Saúde

Como descobrir a dor crônica em idosos?

por Madu
6 de julho de 2020

Identificar as causas de dores crônicas aumenta significativamente a qualidade de vida de idosos

Foto: Monkey Business Images – Shutterstock

Segundo o Programa de Educação Continuada, da Sociedade Brasileira de Geriatria e Gerontologia (SBGG), a dor crônica em idosos afeta entre 25-50% das pessoas. Essa média salta para 40-83% aos que estão institucionalizados.

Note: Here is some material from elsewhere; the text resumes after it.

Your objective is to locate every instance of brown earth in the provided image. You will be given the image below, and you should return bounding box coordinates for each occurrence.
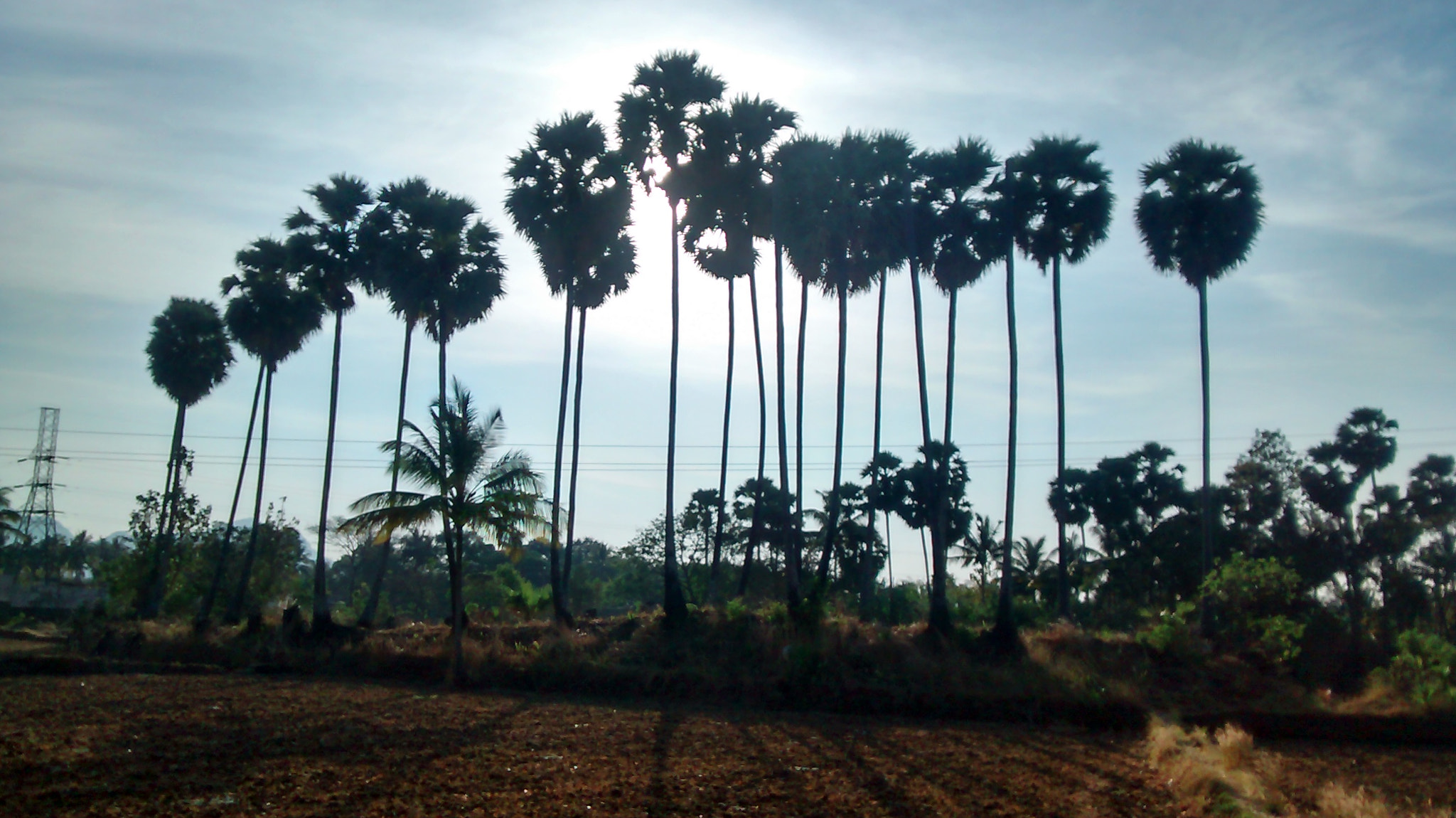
[0,674,1178,817]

O programa transcreve a seguinte definição de dor, feita pela International Association for the Study of Pain (IASP):

“Dor é uma sensação ou experiência emocional desagradável, associada com dano tecidual real ou potencial.”

Outra informação importante do programa apresentada pela médica Fania Cristina Santos, especialista em Geriatria e Gerontologia, diz que “idosos têm menor sensibilidade a estímulos dolorosos, assim, é provável que quando eles se queixam de dor, a intensidade da mesma seja efetivamente muito alta”.

Para identificar e esclarecer possíveis causas e consequências da dor crônica em idosos, o geriatra Paulo Brambilla* respondeu às seguintes questões:

Como um familiar, cuidador ou o próprio idoso pode identificar que está com dores crônicas?

A sensação desagradável que nomeamos de dor é considerada crônica quando permanece por mais de 12 semanas. Então qualquer dor que perdure mais do que esse tempo é considerada crônica.

Quais as causas mais comuns da dor crônica em idosos?

Com o passar dos anos, os ossos e as cartilagens das articulações vão naturalmente enfraquecendo, e causam dores articulares, conhecidas como “dores nas juntas”, e essas são responsáveis pelas dores crônicas mais frequentes nos idosos.

Que tipo de especialista deve ser procurado nesses casos?

Diferentes especialidades médicas realizam tratamento de dores articulares, como a ortopedia, a reumatologia, a fisiatria e a geriatria, assim como diversas outras áreas da saúde, como fisioterapia, acupuntura, osteopatia e quiropraxia.  

Na pessoa idosa, esse tratamento tem muitas particularidades, como a restrição de algumas medicações que não devem ser usadas nessa faixa etária. Eu sempre recomendo que o idoso converse com seu médico de confiança a respeito do que está sentindo, e ele define se o caso pode ser tratado em seu consultório ou se demanda outro profissional.

Há consequências emocionais geradas por dores crônicas?

Sim. Os idosos que vivem longos períodos com dor sofrem consequências dramáticas em sua qualidade de vida, como o comprometimento da funcionalidade, independência e a impossibilidade de realizar atividades que antes traziam bem-estar e prazer. Nesse contexto, é bastante frequente o surgimento de sintomas depressivos, como perda de interesse, comprometimento do apetite e prejuízo do sono.

Como eliminar o problema da dor crônica em idosos?

Nenhum tipo de dor deve ser definido como “normal” do envelhecimento. Mesmo quando não se pode curar a causa da dor, resolvendo-a em definitivo, muito pode ser feito para amenizá-la e tornar esse processo mais ameno. Tratar a dor crônica em idosos deve ser sempre considerada uma urgência para o médico, pois essa queixa compromete diretamente a qualidade de vida da pessoa.

*Paulo Brambilla (CRM 139.767) é médico pela Santa Casa de Ribeirão Preto e geriatra membro da Sociedade Brasileira de Geriatria e Gerontologia.